Wire Soldering Technique
- Drafting Tapes
- 10x Magnifying Glasses
- Isopropyl Alcohols
- Wire Brushes
- Allen Wrenches
- Electrical Testers
- Needle-nose Pliers
- Rosin-core Solder
- Soldering Guns/Irons
- Clean the area of the wire that you will solder. Scrape the wire down till the bare metal is evident. Now, wipe the wire clean, making use of alcohol or acetone.
- For electronic applications, it is advisable to use rosin core solder, which comes in coils.
- You will first have to tin the soldering tip (tin here, means coating with solder). When the soldering iron is cold, coat one or two inches of solder around the tip. Now, allow the solder to melt, by setting the iron to the temperature range of the solder.
- Clean the tip of the solder using a sponge.
- Now, adjust the temperature of the soldering tool to the minimum that is required to melt the type of solder being used.

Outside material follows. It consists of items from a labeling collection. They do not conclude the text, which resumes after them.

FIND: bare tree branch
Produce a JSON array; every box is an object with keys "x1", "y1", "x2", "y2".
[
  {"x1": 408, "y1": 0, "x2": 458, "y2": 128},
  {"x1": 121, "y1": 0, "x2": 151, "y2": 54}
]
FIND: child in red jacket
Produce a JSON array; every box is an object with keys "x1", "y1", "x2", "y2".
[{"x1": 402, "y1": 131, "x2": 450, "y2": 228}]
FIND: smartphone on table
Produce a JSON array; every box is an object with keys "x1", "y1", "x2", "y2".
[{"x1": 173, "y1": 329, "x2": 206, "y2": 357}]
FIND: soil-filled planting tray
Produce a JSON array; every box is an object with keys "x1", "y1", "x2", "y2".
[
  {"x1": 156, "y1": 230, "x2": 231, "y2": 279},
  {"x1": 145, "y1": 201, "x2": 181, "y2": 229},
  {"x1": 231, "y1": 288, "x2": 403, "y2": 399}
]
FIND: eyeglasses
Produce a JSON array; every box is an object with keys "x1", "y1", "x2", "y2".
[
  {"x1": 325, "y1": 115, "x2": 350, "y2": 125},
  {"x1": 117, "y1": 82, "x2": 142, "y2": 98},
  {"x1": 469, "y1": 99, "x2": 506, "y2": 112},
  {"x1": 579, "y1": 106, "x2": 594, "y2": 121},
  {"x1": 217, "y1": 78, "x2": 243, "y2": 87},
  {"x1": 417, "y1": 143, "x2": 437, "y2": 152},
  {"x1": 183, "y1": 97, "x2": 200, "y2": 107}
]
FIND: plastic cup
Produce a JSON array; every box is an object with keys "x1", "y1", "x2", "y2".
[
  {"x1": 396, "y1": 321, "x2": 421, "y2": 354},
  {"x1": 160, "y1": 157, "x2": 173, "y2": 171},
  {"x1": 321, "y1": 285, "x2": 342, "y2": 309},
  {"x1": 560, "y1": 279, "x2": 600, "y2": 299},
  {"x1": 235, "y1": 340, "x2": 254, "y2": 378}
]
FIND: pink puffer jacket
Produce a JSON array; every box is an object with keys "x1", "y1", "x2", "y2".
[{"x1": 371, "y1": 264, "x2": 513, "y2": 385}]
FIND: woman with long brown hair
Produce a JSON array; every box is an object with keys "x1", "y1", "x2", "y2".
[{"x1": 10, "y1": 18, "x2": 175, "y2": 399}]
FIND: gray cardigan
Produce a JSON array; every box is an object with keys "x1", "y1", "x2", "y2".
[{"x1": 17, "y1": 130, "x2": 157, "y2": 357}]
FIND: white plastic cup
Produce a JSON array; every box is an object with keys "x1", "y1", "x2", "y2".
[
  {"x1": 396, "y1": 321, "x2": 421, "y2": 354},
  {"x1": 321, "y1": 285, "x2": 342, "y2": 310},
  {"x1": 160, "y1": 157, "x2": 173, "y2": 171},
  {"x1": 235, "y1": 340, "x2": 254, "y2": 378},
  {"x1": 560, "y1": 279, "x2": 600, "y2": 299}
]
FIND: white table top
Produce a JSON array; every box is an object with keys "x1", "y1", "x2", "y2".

- Use the drafting tape to cover any part of your work that the solder may damage.
- Now, tin the objects that you have to join together by holding the tip of the soldering unit at a slight angle with the line of the chisel point, corresponding to the side of work.
- Then, join the wire elements that you have to solder. Temporarily, the wires may be curled together.

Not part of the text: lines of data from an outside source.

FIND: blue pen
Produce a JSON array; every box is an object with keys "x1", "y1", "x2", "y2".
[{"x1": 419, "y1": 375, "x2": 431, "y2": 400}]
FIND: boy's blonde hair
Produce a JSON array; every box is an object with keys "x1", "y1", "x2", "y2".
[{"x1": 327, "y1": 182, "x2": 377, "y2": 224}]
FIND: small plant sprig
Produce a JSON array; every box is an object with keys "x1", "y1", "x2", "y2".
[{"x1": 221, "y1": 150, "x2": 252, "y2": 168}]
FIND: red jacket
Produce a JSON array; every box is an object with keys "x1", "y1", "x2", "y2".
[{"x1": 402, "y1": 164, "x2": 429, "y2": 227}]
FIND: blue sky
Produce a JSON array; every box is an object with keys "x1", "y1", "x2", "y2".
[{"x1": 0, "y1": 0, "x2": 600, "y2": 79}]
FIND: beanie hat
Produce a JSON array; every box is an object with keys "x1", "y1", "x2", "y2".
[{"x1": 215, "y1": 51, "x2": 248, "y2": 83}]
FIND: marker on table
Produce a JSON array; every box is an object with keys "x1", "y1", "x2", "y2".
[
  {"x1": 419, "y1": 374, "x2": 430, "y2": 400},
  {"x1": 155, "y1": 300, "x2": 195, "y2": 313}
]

- Using the soldering iron tip, heat the joint of the wires.
- Position the rosin core solder, so as to make it touch the opposite side of the joint. Take care to avoid over-application of solder.
- Before you lift the solder iron, lift the end of the solder coil. The solder joint should come out clean, shiny and leveled.
- Leave the joint to cool down. Use a volt-ohm meter to check continuity.
- Keep checking the soldering tip with a sponge between every application.
- Take care not to damage the soldering iron by knocking it against a solid object, for the purpose of clearing the tip.
- A soldering tool of high-watt should not be used for small joint work, as the heat may damage the circuit you are working on.